Cadangan Timah RI Tersisa 7 Tahun, BUMN Ini Menambang ke Myanmar

PT BESTPROFIT FUTURE

Jakarta -Pulau Bangka-Belitung (Babel), terkenal sejak Zaman Belanda sebagai ladang mineral timah. Namun sayangnya pulau tersebut rusak akibat aktivitas pertambangan timah yang berlebihan, namun yang ironisnya justru Malaysia dan Thailand yang diuntungkan.

“Kita akui juga bahwa penambangan timah kita masih belum baik, lihat saja di Bangka Belitung, banyak yang rusak terutama akibat penambangan ilegal,” ujar Presiden Komisaris PT Bursa Komoditi dan Derivatif Indonesia Fenny Widjaja ketika berkunjung ke Redaksi detikFinance, Kamis (16/10/2014).

Fenny mengatakan, yang lebih parahnya lagi, timah-timah tersebut diekspor secara ilegal ke Malaysia dan Thailand, dan kedua negara tersebut tercatat sebagai eksportir timah. Padahal kedua negara tersebut sudah tak punya cadangan produksi timah yang besar.

“Jadi diekspor haram ke sana, oleh Malaysia dan Thailand diubah menjadi halal, itu yang terjadi,” katanya.

Menurutnya bila ekspor ke kedua negara tersebut untuk kebutuhan dalam negeri mereka maka tak masalah. Namun yang menyedihkan kedua negara tersebut kembali mengekspor timah asal Indonesia ke negara lainnya.

CEO PT Refined Bangka Tin Petrus Tjandra memberikan bukti bila banyak ekspor ilegal timah dari Indonesia ke kedua negara tersebut.

“Ini data produksi Malaysia Chamber of Mines, CNI-A yang dipublish terang-terangan Thailand itu sudah tidak produksi timah lagi pada 2012 dan 2013, tapi anehnya Thailand tercatat sebagai ekspor timah terbesar ke-4 dunia pada 2012 sebanyak 22.900 metrik ton, pada 2013 sebanyak 23.000 ton,” katanya.

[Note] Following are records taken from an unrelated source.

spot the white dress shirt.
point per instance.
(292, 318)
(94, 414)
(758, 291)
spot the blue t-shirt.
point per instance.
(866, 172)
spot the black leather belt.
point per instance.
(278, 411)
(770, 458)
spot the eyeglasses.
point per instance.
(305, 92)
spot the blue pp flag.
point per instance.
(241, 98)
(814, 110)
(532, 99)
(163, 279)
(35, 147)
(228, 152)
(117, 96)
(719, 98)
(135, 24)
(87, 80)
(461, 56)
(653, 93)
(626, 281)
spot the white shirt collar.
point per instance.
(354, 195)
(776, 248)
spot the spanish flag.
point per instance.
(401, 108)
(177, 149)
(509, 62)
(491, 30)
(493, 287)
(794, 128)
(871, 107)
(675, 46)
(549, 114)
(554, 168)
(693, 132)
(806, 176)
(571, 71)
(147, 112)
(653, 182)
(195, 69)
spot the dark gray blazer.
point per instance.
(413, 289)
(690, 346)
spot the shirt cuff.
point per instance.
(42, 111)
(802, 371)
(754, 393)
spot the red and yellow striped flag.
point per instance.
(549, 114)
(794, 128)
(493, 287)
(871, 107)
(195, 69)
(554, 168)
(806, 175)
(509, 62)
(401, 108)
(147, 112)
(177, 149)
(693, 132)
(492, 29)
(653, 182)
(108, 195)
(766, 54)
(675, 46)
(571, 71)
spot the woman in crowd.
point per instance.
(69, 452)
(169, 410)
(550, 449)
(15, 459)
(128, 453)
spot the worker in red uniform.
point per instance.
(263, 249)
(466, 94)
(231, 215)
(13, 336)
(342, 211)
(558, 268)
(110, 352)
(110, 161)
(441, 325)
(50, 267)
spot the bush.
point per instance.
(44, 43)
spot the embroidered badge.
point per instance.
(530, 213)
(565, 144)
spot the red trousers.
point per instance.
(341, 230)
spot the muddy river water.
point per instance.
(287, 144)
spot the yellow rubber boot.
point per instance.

Ia juga mengungkapkan Malaysia produksi timahnya pada 2012 hanya 3.700 MT tapi ekspornya tercatat 37.800 MT, pada 2013 produksinya hanya 3.800 MT tapi eksportnya tercatat 32.700 MT.

“Itu ekspor barangnya darimana? yang produsen paling dekat siapa lagi kalau dari Indonesia,” katanya.

PT BESTPROFIT FUTURE

Jakarta -Pulau Bangka-Belitung (Babel), terkenal sejak Zaman Belanda sebagai ladang mineral timah. Namun sayangnya pulau tersebut rusak akibat aktivitas pertambangan timah yang berlebihan, namun yang ironisnya justru Malaysia dan Thailand yang diuntungkan.

“Kita akui juga bahwa penambangan timah kita masih belum baik, lihat saja di Bangka Belitung, banyak yang rusak terutama akibat penambangan ilegal,” ujar Presiden Komisaris PT Bursa Komoditi dan Derivatif Indonesia Fenny Widjaja ketika berkunjung ke Redaksi detikFinance, Kamis (16/10/2014).

Fenny mengatakan, yang lebih parahnya lagi, timah-timah tersebut diekspor secara ilegal ke Malaysia dan Thailand, dan kedua negara tersebut tercatat sebagai eksportir timah. Padahal kedua negara tersebut sudah tak punya cadangan produksi timah yang besar.